Take Steps to Good Health
In addition to getting screened, you should also be proactive about your health with these steps.
• Be physically active and make healthy food choices. Learn how at www.healthfinder.gov/HealthTopics/Category/nutrition-and-physical-activity.
• Get to a healthy weight and stay there. Balance the calories you take in from food and drink with the calories you burn off by your activities.
• Be tobacco-free. For tips on how to quit, go to www.smokefree.gov or call the National Quitline at 800-784-8669.
• If you drink alcohol, have no more than two drinks per day if you are 65 or younger. If you are older than 65, have no more than one drink a day. A standard drink is one 12-ounce bottle of beer or wine cooler, one 5-ounce glass of wine or 1.5 ounces of 80-proof distilled spirits.

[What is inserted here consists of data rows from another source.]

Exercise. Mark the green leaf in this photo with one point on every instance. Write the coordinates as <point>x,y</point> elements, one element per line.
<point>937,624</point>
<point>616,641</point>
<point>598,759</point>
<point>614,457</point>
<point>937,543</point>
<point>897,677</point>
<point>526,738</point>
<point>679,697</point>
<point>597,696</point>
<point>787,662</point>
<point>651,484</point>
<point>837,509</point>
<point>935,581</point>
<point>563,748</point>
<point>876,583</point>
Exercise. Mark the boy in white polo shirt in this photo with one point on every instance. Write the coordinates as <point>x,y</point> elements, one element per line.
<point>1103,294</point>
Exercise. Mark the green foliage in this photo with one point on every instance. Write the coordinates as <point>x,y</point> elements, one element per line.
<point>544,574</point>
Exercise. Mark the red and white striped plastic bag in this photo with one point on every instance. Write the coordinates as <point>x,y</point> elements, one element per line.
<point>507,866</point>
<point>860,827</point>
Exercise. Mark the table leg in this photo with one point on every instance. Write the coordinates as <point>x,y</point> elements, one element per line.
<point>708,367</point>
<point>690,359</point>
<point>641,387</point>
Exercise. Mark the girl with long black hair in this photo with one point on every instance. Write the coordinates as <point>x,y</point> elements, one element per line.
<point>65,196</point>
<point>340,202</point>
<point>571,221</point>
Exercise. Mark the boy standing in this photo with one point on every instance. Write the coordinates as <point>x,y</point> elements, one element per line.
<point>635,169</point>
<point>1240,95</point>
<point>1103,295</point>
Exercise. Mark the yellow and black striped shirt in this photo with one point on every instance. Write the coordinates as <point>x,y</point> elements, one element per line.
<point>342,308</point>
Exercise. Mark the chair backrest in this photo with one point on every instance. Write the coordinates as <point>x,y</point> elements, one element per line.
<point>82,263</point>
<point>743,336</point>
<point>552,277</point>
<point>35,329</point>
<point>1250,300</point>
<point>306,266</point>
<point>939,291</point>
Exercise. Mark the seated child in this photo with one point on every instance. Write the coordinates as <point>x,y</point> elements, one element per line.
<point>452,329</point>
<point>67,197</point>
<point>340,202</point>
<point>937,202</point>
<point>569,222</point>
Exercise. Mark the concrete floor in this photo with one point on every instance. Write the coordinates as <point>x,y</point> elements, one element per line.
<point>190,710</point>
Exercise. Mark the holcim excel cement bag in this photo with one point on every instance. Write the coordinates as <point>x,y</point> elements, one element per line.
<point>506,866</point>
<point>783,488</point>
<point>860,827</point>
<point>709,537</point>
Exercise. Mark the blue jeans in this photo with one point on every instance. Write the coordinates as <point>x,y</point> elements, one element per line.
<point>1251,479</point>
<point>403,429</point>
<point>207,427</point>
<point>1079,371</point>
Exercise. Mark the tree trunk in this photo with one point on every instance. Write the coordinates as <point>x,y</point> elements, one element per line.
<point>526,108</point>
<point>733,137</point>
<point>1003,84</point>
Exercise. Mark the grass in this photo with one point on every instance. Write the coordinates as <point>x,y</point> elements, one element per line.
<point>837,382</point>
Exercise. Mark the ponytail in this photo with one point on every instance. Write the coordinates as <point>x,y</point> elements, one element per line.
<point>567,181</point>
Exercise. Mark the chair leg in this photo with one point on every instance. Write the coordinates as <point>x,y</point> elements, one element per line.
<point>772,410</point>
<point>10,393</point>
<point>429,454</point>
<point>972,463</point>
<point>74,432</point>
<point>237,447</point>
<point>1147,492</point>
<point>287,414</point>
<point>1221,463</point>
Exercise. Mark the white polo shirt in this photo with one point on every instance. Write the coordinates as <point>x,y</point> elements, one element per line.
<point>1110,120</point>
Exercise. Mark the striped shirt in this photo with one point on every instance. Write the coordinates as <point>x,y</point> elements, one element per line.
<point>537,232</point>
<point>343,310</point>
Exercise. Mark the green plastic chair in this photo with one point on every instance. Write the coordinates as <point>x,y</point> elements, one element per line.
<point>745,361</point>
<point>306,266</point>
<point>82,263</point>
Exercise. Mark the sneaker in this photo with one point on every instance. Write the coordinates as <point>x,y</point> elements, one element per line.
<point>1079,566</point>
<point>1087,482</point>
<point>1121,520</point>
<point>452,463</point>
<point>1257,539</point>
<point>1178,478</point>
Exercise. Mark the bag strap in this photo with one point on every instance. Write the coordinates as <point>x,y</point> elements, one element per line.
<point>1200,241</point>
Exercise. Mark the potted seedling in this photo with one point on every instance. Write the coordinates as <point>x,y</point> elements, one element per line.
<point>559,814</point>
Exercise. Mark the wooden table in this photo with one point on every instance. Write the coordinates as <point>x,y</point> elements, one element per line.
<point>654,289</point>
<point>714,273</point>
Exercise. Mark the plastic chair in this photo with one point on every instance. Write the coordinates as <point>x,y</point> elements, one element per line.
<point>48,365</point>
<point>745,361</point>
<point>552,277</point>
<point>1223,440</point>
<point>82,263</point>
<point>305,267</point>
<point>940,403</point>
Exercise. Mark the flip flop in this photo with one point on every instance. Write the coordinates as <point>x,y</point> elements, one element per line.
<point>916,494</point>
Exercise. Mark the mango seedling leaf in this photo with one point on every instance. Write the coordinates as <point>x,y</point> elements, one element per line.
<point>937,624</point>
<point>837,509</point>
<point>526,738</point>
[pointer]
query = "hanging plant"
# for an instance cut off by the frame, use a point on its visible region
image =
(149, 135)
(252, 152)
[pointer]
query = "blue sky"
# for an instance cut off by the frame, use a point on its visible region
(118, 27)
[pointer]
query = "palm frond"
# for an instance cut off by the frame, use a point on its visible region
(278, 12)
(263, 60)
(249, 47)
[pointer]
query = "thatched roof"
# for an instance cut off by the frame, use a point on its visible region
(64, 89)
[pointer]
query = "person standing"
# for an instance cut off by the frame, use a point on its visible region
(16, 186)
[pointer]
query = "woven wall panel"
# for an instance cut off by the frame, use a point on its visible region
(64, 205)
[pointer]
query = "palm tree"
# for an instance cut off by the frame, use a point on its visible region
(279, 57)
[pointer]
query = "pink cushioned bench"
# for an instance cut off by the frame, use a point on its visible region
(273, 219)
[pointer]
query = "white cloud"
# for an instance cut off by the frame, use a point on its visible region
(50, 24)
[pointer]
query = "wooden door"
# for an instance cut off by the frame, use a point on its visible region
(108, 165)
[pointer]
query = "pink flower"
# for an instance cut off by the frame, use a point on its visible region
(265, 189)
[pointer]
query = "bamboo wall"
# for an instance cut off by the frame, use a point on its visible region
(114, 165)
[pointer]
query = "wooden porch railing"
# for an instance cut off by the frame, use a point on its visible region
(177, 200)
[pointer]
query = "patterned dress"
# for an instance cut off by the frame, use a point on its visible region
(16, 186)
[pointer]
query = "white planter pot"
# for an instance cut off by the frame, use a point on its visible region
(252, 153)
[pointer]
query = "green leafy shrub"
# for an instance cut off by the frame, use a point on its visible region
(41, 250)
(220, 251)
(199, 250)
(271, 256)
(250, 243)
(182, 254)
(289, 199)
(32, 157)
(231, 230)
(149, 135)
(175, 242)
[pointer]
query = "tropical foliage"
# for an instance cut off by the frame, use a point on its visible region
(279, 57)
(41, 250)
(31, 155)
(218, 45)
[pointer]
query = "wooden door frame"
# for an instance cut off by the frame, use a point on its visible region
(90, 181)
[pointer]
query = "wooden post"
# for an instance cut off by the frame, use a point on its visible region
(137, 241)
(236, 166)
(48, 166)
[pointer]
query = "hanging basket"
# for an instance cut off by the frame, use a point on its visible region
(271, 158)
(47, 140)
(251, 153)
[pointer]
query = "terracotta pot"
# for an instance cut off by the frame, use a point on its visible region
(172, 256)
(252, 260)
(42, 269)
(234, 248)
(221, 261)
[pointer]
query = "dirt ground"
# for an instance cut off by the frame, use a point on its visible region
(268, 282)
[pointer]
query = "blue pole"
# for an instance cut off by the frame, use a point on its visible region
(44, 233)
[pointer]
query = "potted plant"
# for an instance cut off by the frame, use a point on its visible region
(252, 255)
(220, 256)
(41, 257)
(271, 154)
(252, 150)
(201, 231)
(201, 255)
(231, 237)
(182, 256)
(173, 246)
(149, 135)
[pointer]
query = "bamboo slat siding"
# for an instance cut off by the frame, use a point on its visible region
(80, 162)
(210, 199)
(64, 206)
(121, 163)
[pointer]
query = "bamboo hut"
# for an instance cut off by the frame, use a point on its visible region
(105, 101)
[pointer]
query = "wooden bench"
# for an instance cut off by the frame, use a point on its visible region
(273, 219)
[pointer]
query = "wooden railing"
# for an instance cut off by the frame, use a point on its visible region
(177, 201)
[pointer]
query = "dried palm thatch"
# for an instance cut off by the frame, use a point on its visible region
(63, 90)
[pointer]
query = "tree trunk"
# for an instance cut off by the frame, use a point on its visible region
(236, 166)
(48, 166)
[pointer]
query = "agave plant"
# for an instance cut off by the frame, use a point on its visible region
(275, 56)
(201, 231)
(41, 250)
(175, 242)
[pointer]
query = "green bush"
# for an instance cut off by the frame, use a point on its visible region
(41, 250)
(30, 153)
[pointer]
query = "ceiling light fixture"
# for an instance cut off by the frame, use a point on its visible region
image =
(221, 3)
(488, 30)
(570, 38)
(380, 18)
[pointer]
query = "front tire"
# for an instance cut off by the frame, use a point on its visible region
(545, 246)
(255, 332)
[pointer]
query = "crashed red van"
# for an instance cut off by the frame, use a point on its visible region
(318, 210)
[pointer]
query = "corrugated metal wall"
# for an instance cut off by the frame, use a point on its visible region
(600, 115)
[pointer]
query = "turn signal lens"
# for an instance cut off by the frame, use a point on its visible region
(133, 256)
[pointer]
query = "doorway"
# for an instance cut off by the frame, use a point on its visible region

You know your body better than anyone else. Always tell your doctor or nurse about any changes in your health, including your vision and hearing. Ask them about being checked for any condition you are concerned about, not just the ones here. If you are wondering about diseases such as Alzheimer’s disease or skin cancer, for example, ask about them.
As with any medical advice, schedule an appointment with your health care provider to discuss what screenings and exams you need and when you need them.